Cinquième texte anti-terroriste du quinquennat, cette loi introduit dans le droit commun des mécanismes directement inspirés de l’état d’urgence. Assignation administrative à résidence, extension des fouilles de bagage sans motif individualisé, retenue administrative de quatre heures sur des bases floues : l’exécutif et les services de police voient gonfler leurs pouvoirs, sans contrôle réel. La loi amplifie toujours plus le champ des techniques pénales de surveillance (IMSI catcher, captations de données, sonorisation…) dans un cadre procédural où le contrôle s’amoindrit et où le juge d’instruction est marginalisé.

La persistance dans l’erreur paye : la réclusion criminelle à perpétuité incompressible, la surveillance et la fouille systématique des personnes détenues, l’intégration de l’administration pénitentiaire dans la communauté du renseignement aux pouvoirs exorbitants et la création du délit de consultation habituelle de sites faisant l’apologie du terrorisme ont finalement été votés. Repoussées pour certaines à de nombreuses reprises, ces dispositions nourrissent un arsenal antiterroriste qui inquiète jusqu’aux autorités onusiennes. Des alertes majeures et répétées que le gouvernement s’obstine à ignorer.

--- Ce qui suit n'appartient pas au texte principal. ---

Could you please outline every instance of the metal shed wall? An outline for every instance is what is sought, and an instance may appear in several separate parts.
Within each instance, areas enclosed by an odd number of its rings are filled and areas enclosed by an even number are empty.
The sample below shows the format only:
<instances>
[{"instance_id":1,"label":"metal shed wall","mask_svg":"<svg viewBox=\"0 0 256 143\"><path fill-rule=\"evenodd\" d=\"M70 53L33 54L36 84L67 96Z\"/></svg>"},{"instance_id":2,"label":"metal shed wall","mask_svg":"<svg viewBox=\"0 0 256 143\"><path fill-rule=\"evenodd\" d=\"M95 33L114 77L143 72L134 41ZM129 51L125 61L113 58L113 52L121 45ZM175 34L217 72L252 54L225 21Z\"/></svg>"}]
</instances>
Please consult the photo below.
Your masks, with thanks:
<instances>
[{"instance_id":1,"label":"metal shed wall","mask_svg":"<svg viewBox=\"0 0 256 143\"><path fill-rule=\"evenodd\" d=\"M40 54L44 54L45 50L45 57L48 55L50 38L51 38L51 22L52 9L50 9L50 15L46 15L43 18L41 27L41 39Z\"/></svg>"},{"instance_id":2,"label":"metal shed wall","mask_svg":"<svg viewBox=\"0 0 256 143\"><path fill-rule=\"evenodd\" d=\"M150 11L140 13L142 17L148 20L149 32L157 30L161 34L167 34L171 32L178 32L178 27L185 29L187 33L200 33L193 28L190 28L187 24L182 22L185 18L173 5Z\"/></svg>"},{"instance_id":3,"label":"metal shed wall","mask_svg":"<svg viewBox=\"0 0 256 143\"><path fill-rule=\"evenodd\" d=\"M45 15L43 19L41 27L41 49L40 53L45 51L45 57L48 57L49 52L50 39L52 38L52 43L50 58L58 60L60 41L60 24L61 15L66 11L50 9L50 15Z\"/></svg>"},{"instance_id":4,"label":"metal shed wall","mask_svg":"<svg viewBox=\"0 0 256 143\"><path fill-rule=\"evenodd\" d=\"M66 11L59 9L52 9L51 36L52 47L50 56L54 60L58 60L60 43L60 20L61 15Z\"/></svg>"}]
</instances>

L’espace numérique continue à être l’objet d’atteintes aux droits fondamentaux : les dispositions de cette loi étendent les techniques intrusives confiées aux services de renseignement et votées en 2015 dans le domaine de la police judiciaire sans contrôle suffisant au regard de l’impact sur la vie privée de l’ensemble des citoyens dont les données personnelles et les communications privées seront prises dans la nasse de la surveillance policière.

Les organisations signataires continueront à se mobiliser pour dénoncer cette dérive massive de nos législations, qui sapent les fondements de notre démocratie au motif de la défendre.